NASHVILLE — After an attack in Chattanooga that led to the deaths of five U.S. service members, Tennessee state officials determined that National Guard members who have carry permits could bring their personal guns to state-owned facilities.
Members with permits may also carry federally issued weapons on federal sites. In either case though, those soldiers will conceal that they’re carrying those weapons, as opposed to carrying them openly, said Maj. Gen. Max Haston, head of the Tennessee National Guard.
“What I don’t want to happen is it to turn into my gun is bigger than your gun; I’ve got a better gun than you’ve got,” Haston said Tuesday after leaving a state legislative hearing.
“Just keeping it low profile. The greatest deterrent that you have out there is a deterrent that is not seen. Makes people keep guessing”
Haston clarified that some service members will wear gun belts, which may be visible. But during the hearing, he said he doesn’t want the guns to become a distraction for guard members.
That didn’t sit well with some of the Republican lawmakers in attendance at the meeting.

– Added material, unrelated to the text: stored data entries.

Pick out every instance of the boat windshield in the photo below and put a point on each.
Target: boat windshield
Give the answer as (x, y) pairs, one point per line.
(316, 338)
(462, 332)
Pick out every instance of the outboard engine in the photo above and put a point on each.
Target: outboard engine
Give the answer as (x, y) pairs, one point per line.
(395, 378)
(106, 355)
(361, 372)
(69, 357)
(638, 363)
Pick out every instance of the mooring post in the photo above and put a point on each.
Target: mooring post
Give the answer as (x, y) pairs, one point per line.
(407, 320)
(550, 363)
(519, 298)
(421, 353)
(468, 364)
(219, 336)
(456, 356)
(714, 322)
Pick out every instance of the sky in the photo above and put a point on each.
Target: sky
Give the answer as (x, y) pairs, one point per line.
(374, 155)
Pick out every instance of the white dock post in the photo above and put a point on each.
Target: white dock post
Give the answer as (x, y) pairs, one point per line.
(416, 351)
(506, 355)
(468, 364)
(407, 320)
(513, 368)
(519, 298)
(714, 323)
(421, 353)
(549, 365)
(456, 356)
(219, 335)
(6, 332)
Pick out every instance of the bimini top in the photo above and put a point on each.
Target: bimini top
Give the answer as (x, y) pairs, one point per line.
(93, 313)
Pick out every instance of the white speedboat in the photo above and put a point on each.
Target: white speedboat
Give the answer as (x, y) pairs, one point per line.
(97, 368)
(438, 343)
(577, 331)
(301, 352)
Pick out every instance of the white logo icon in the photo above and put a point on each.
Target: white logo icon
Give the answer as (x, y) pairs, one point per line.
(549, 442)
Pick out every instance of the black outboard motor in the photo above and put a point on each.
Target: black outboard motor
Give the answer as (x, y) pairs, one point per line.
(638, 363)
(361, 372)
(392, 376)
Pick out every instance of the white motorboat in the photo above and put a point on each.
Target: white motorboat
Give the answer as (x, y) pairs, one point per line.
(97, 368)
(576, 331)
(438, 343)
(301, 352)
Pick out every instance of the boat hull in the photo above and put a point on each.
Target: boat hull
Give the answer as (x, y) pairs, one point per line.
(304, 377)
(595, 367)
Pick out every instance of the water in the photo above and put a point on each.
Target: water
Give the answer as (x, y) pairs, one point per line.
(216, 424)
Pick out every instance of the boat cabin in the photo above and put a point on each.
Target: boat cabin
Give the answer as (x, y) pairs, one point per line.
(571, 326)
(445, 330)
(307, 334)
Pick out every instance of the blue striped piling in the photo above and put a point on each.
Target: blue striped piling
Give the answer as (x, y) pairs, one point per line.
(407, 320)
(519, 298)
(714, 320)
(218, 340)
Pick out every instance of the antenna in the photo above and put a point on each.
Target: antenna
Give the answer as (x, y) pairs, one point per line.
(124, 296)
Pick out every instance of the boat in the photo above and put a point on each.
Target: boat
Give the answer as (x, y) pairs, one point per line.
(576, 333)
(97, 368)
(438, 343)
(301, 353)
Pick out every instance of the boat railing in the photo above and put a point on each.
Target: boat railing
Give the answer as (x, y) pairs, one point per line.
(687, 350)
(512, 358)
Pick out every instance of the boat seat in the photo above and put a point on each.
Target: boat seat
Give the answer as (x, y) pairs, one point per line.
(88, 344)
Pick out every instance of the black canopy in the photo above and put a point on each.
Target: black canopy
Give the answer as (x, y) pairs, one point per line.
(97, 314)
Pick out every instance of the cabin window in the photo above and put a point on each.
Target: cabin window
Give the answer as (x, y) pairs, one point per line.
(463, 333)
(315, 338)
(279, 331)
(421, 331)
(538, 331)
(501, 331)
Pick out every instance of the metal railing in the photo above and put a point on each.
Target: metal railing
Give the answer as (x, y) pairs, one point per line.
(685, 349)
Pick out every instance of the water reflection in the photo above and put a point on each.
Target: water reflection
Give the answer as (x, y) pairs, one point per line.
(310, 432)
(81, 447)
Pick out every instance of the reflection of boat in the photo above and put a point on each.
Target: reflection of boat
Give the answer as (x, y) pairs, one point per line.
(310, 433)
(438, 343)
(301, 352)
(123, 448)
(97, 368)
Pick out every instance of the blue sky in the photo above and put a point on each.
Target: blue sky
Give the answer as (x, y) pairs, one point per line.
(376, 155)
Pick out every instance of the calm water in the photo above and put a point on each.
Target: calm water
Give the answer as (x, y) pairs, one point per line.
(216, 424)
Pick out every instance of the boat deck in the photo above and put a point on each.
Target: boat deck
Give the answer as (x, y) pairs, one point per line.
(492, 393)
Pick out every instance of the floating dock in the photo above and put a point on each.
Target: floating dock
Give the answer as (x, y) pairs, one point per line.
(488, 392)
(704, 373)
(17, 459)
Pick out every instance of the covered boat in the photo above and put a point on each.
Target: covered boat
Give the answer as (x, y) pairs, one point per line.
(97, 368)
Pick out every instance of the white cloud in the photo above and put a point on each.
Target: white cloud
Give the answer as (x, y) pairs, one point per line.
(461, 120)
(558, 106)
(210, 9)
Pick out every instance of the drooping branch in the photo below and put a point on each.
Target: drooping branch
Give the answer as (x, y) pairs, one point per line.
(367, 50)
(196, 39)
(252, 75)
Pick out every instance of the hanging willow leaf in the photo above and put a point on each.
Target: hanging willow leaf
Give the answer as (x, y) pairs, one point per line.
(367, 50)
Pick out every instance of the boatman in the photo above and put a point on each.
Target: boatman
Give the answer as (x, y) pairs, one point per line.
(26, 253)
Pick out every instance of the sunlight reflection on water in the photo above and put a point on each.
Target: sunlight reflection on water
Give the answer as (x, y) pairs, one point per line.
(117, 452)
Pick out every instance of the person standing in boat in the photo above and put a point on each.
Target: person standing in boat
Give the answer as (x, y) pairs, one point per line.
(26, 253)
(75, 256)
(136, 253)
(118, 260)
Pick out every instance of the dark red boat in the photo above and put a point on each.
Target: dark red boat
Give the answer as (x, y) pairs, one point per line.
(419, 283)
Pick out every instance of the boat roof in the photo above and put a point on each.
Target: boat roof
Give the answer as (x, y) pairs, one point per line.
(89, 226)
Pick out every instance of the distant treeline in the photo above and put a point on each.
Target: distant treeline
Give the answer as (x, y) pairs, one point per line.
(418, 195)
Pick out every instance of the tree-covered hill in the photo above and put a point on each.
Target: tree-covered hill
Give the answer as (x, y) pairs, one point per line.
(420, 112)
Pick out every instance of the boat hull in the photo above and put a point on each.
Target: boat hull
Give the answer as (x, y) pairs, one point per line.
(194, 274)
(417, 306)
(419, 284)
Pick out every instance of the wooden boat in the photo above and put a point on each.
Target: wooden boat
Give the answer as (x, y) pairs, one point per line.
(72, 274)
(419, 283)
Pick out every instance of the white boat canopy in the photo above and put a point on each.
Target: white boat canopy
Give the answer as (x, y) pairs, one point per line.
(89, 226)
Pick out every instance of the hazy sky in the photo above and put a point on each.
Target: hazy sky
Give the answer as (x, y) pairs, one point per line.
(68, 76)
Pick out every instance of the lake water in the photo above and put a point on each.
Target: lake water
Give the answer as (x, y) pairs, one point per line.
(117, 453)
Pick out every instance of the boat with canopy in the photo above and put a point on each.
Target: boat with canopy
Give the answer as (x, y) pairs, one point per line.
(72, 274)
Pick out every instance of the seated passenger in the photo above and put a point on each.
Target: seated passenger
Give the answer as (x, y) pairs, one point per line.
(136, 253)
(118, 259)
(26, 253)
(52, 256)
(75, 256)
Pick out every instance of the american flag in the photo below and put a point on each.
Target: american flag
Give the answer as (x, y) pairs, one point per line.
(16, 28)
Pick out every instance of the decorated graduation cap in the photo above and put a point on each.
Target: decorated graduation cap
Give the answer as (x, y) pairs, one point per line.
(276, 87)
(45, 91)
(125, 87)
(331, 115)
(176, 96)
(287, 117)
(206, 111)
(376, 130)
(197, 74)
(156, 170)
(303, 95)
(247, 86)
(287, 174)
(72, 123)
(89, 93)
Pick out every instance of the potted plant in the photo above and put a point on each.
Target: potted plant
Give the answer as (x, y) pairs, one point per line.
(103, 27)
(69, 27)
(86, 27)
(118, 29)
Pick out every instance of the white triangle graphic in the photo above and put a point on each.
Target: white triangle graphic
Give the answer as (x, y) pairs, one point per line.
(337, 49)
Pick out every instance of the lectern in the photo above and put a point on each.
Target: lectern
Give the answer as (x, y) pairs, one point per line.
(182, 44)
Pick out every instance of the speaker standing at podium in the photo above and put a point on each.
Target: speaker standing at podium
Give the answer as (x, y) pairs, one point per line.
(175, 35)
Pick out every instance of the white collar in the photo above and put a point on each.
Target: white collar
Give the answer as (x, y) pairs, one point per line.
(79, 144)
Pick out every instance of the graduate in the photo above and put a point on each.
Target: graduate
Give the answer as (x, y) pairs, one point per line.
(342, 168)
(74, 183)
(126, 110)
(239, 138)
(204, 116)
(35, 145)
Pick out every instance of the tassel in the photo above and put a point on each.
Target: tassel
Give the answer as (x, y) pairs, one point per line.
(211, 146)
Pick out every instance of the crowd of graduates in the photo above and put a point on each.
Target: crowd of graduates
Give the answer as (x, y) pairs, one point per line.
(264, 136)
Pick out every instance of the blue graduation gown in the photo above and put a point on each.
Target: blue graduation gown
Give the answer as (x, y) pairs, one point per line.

State Sen. Janice Bowling said she opposes signs that say guns are prohibited in a building — creating what she called a “gun-free zone” — and likes it when she sees people carrying weapons.
Sen. Mark Green, a military veteran, said he thought it wasn’t right that service members had to go through civilian training to receive a carry permit after they’re trained on weapons in the military.
Haston argued that only a third of National Guard members are trained on handguns, while most are trained on rifles or other weapons. Green believes they still have the necessary knowledge to adequately carry a handgun.
Sen. Richard Briggs, who spent decades as a doctor in the military, disagreed. He said he would feel “uncomfortable” giving a gun to someone who hadn’t trained on how to use that weapon.
Haston also noted there have been both accidental discharges with service members and, in a 2013 incident in Millingon, Tenn., a National Guard member brought a gun to an armory and wounded three people.
Haston provided the same presentation to House lawmakers Monday. In addition to allowing some members to carry guns, he believes installing new security measures such as a high-grade fences or other barriers would go a long way toward making facilities safer.
All of the proposed improvements would cost an estimated $18.2 million.
Lawmakers likely won’t be able to make any changes until they return to Nashville in January for the regular legislative session of the General Assembly.